10,000 Saints has a lot of problems but no action or plot movement isn't among them. The film's core message, while it won't blow your doors off, does have some substance to it. The problem lies primarily with the three young actors who are left to prop up the movie --- Butterfield, Steinfeld, and Hirsch.

Of the three, I've only been semi-impressed with Hirsch's work. Steinfeld and Butterfield flail madly (though in oddly inexpressive ways) trying to unsuccessfully ape more talented actors (Steinfeld - Natalie Portman, Butterfield --- too numerous to mention).

It doesn't help that the screenwriters (who are quite engaging writers usually) give them a hackneyed cross between an after-school special and a lifetime movie in terms of story development.

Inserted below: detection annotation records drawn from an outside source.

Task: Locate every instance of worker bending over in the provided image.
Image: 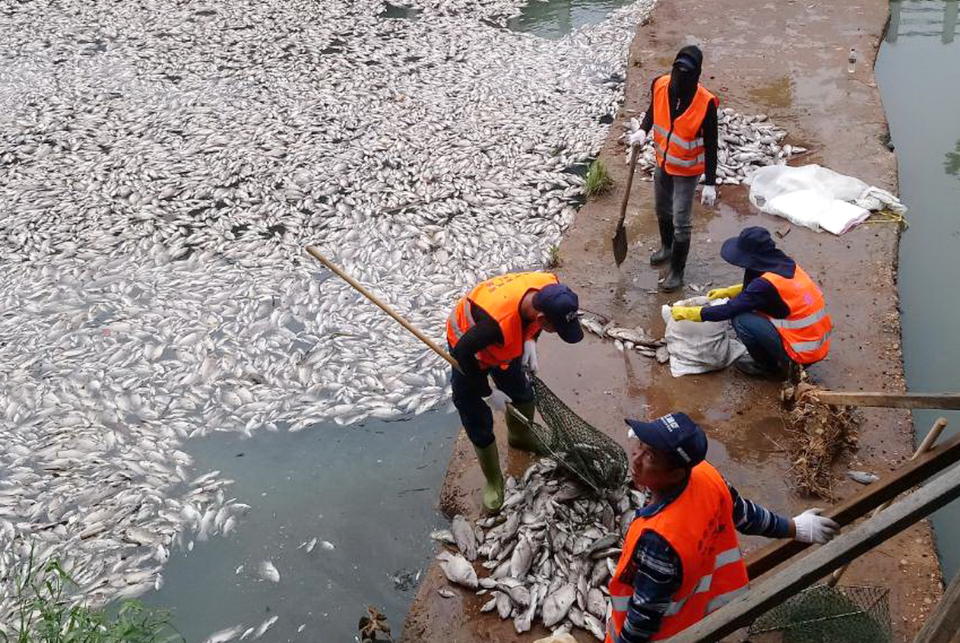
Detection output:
[629,46,720,292]
[672,226,833,379]
[606,413,838,643]
[447,272,583,511]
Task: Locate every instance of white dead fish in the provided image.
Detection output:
[258,560,280,583]
[450,514,477,561]
[543,583,576,628]
[437,551,478,589]
[253,616,280,639]
[204,625,243,643]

This movie's most intriguing messages lie under the plot and in the emotional depth of field of its characters --- what they're NOT saying and doing, since they're all dealing with intolerable situations set-up by their miscreant "parents". But they have neither the tools or road maps to find such jewels, so instead we get the usual floundering youth story (teen pregnancies, friendships betrayed, etc.). Hawke and Mortimer are okay but even the lack of energy finally drains them as it does us. If these pseudo "punks" are this boring now, imagine how quick they'll fade into suburbia as adults. Frightening.

And of course, it's all bookended by a flashback monologue that makes you wonder exactly what the Butterfield character is even trying to tell us in terms of what this whole experience meant to him. It's all too nebulous and meaningless for anyone over 17 to care about.

The soundtrack is decent, other than that it's an absolute misfire.